Resiliency involves an ability to bear witness to hurts and losses with increased existential awareness. In reconsolidation there can be a move from overwhelming emotion to acceptance and sensitivity. The ability to establish compensatory life habits after trauma calls for intentional motivation. Our stress reaction systems and our reward systems interface and overlap; motivation which is central to successful adaptation and resiliency in life is part of the reward system. Typically reconsolidation can be developed only with conscious and consistent effort. Strategies can be set in place as life habits that address the activation of traumatic memories on a regular basis. (Remember that traumatic memory is indelible.) Traumatic memory could be thought of as a kind of emotional diabetic state. As long as the disequilibrium- in this case origination from past experienced trauma- is addressed in a multiplicity of ways adequate ongoing adaptation can become a practiced life habit.

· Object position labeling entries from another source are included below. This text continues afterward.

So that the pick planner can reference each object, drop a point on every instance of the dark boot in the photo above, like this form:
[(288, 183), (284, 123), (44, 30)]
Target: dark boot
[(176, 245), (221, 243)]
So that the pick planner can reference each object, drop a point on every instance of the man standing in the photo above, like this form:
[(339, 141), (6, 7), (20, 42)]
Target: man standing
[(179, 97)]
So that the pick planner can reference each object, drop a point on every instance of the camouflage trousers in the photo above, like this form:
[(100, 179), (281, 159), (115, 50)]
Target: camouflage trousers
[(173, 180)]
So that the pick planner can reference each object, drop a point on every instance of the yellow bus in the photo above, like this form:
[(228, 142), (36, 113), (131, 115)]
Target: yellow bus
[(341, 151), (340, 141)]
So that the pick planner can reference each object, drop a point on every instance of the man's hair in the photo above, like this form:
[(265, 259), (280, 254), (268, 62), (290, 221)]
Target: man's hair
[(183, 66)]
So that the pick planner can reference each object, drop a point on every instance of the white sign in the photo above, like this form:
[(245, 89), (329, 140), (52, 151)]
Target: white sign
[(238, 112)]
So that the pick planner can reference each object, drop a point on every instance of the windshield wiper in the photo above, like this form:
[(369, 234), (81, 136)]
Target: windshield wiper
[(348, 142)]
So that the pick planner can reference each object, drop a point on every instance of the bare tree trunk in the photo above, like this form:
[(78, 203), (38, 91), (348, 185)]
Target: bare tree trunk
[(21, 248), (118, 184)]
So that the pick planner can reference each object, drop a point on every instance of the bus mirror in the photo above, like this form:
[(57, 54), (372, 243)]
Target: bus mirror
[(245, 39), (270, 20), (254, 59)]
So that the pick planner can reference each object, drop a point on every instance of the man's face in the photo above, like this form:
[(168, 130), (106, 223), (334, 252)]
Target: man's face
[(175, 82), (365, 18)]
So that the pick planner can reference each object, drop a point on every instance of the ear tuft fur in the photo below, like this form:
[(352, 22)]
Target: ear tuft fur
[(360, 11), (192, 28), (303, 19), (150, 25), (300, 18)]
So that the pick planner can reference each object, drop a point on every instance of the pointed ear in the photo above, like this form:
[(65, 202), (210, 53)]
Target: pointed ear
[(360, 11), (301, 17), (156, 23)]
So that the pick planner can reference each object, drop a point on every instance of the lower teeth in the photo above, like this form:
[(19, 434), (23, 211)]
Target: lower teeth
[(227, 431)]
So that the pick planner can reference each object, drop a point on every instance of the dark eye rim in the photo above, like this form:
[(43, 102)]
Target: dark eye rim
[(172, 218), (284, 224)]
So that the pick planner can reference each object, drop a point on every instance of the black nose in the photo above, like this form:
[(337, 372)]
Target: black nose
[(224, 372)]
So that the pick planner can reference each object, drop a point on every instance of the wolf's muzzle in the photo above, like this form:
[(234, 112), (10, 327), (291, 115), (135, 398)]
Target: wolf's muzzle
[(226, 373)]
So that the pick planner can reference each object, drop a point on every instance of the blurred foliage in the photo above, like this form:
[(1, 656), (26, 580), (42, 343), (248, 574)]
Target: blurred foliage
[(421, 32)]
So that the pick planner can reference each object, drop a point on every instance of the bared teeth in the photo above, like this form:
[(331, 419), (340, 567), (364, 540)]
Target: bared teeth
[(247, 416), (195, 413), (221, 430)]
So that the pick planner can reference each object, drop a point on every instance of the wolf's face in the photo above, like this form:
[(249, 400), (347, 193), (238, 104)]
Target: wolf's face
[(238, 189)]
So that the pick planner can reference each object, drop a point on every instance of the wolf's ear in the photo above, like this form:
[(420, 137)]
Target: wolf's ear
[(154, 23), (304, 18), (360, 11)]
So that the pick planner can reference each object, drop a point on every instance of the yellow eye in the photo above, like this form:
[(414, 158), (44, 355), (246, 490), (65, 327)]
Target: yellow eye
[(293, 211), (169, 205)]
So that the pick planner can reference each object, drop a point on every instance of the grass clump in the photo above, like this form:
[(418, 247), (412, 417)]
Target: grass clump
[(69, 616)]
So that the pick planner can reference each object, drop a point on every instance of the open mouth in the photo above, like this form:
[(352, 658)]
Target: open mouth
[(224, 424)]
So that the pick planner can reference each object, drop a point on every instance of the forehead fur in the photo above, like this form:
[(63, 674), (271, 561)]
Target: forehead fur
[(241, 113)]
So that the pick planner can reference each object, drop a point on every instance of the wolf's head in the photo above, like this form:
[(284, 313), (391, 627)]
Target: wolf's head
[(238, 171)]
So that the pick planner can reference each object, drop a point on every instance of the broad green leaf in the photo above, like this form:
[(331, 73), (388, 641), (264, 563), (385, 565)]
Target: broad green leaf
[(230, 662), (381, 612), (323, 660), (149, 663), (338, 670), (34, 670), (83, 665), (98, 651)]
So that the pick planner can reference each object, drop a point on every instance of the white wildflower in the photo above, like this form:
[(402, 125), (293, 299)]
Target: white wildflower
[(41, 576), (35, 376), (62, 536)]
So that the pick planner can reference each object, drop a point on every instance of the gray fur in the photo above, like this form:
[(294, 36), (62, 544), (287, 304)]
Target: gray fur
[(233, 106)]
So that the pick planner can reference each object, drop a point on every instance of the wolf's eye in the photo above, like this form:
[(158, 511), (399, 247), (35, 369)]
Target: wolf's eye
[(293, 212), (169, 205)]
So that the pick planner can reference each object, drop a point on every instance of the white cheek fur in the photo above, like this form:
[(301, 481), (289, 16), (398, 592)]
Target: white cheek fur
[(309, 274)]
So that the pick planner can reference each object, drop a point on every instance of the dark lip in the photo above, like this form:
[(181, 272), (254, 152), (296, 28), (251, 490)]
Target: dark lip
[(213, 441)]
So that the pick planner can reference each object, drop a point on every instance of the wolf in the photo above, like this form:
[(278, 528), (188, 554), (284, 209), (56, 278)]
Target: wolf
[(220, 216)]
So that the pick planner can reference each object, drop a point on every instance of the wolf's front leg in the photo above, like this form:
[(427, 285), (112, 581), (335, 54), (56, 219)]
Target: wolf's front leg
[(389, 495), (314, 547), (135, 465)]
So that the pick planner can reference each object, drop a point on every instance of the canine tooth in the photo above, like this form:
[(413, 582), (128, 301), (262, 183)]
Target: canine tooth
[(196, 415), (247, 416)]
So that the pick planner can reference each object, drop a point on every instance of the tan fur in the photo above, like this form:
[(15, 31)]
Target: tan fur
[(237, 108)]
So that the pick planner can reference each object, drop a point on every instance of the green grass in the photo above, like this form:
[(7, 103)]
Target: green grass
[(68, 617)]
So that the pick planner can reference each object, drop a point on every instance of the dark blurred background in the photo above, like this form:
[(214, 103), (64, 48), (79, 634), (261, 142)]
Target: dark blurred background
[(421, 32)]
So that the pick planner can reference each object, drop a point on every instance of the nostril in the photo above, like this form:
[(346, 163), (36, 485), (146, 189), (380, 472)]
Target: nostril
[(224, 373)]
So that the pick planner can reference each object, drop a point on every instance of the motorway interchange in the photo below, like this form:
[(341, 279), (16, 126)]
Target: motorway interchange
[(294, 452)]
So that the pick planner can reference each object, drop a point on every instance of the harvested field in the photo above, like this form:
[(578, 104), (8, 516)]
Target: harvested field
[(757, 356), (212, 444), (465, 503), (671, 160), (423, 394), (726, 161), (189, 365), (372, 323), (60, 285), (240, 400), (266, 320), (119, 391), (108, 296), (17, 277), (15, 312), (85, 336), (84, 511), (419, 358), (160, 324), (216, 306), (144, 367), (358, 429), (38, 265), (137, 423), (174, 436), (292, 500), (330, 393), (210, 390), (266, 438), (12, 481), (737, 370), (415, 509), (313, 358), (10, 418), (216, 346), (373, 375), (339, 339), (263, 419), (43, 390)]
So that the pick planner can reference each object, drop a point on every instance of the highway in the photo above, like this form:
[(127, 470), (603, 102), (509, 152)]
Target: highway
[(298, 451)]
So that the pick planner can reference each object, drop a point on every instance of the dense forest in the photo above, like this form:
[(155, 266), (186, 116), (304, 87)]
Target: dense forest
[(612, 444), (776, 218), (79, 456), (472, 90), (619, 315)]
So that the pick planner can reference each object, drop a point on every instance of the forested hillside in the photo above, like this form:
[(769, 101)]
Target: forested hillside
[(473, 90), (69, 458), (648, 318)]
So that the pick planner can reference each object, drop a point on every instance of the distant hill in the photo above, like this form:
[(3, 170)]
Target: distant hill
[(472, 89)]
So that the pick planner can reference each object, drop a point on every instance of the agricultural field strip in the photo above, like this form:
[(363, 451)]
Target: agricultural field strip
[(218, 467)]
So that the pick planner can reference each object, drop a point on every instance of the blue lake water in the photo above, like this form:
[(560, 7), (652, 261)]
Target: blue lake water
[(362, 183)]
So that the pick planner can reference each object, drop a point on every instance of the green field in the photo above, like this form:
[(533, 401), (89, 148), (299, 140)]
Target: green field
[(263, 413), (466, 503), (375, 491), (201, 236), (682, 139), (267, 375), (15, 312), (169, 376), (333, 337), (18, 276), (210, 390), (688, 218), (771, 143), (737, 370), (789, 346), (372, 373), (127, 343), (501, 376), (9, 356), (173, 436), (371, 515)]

Resiliency is complex. It exists on many levels. In essence resiliency means making sense of hard times so that we may be enhanced, not diminished by them. It means bringing difficulty to language and awareness so as to be keenly cognizant of possible related mishaps of thinking and behaving. It means thoughtfully sorting out our actions so as to be fully our best selves in as many moments as is humanly possible. It means being able to non-defensively see woundedness, hypersensitivity and choosing not to act or speak when it may not be reflective of our better selves in the present. It means understanding that being in “thoughtful control” of feelings may depend on a myriad of factors including relationship support, rest, cognition, exercise, nutrition, genetic predisposition, and memory. Reconsolidation of toxic memories can be done but not without partnership and dynamic effort to reframe painful memory and integrate it into a more manageable, useful present day life. A resilient life is not necessarily an easy life. For some it means making good use of life’s hardships.